第4話


 朝ご飯を食べ終えてお皿を片付けると、暁音は早速婚約発表会の準備のための準備に取り掛かった。沙霧も暁音から指示を受けつつ希望を言いながら、時には二人揃ってどこに仕舞われているか全く分からない壁飾りを家中探し回った。


 そんなこんなで何とか飾りつけを全て終わらせた頃にはうっかりお昼ご飯も忘れてしまっていた。


 おやつの時間になって軽食として暁音がサンドウィッチを作って二人で食べる。その頃には何となくお互いに距離感が掴めたらしい二人は、すっかり緊張も解けた様子だ。


 暁音はお皿を洗いながらホッと息を吐いた。



「朝のことは忘れてくれたかな」



 小さく呟いた声に、沙霧はダイニングテーブルからちらりと暁音に視線を送った。上を向いて考える素振りを見せると、満面の笑みで頷く。

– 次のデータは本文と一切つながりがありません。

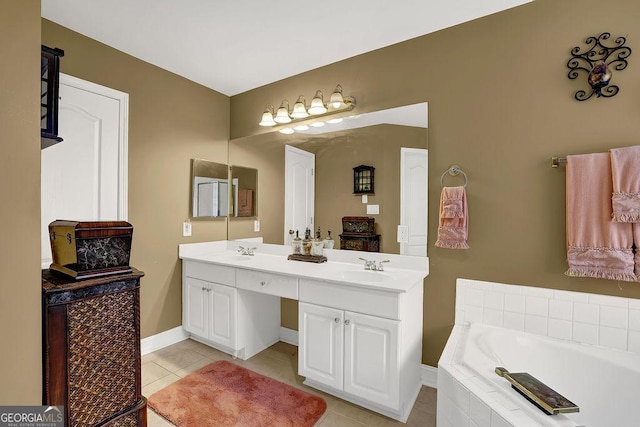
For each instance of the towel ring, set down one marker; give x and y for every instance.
(454, 170)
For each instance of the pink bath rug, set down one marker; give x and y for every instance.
(224, 394)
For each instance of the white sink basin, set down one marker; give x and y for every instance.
(237, 257)
(365, 276)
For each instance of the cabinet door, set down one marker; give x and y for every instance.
(320, 344)
(222, 318)
(371, 358)
(196, 307)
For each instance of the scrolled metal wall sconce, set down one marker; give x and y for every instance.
(597, 62)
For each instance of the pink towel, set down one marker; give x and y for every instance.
(596, 246)
(625, 170)
(454, 219)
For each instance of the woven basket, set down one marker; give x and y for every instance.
(102, 365)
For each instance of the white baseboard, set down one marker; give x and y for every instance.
(430, 376)
(162, 340)
(289, 336)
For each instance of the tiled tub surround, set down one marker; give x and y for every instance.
(586, 346)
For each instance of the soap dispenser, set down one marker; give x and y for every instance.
(328, 242)
(306, 242)
(317, 244)
(296, 244)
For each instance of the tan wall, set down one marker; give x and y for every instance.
(20, 351)
(500, 105)
(171, 120)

 そろっとキッチンに入り込んでケトルでお湯を沸かそうとセットした。



「何か飲みますか?」


「はい。紅茶を飲もうかと」


「では、お任せしますね。ああ、お湯を沸かすなら上のスイッチ押してください」


「ん? あっ」



 暁音は顔を向けずに真後ろで困っていた沙霧をフォローした。沙霧は驚きと尊敬に満ちた眼差しで暁音の背中を見つめると、気合いを入れ直してコップを二つ取り出した。



「暁音さんは何を飲みますか?」


「私も良いんですか? では、紅茶をお願いします」


「分かりました!」



 戸棚から茶葉を取り出す音を聴きながら、暁音は背中合わせに問いかけた。



「沙霧さんは紅茶を淹れるのがお上手ですよね」


「はい。大学生の間はカフェでアルバイトをしていて、マスターから紅茶の淹れ方だけは、と完璧になるまで教わったんです」


「紅茶だけ、ですか?」


「はい。私はかなり不器用だったみたいで、他の料理は全く上達しませんでした」



 沙霧が恥ずかしそうに俯くと、ちょうどカチッとお湯が沸いた。



「あ、沸きましたね」



 暁音は沙霧が恥ずかしさを掻き消すようにパタパタと動くのを感じながら手を拭くと、振り返って沙霧が立っている真上の棚から布巾を取り出した。


 覆いかぶさられるような状況に戸惑う沙霧とは裏腹に、暁音は飄々とした表情のまま口を開いた。



「人には得手不得手がありますからね。私だって、家事は得意と言って良いかもしれませんが、学業の方はあまり良くなかったですよ」


「そう、なんですね」



 ティーポットを持つ手を止めて、少し考え込む素振りを見せた沙霧は、晴れ晴れしたような穏やかな表情で丁寧に紅茶を淹れる手を動かし始めた。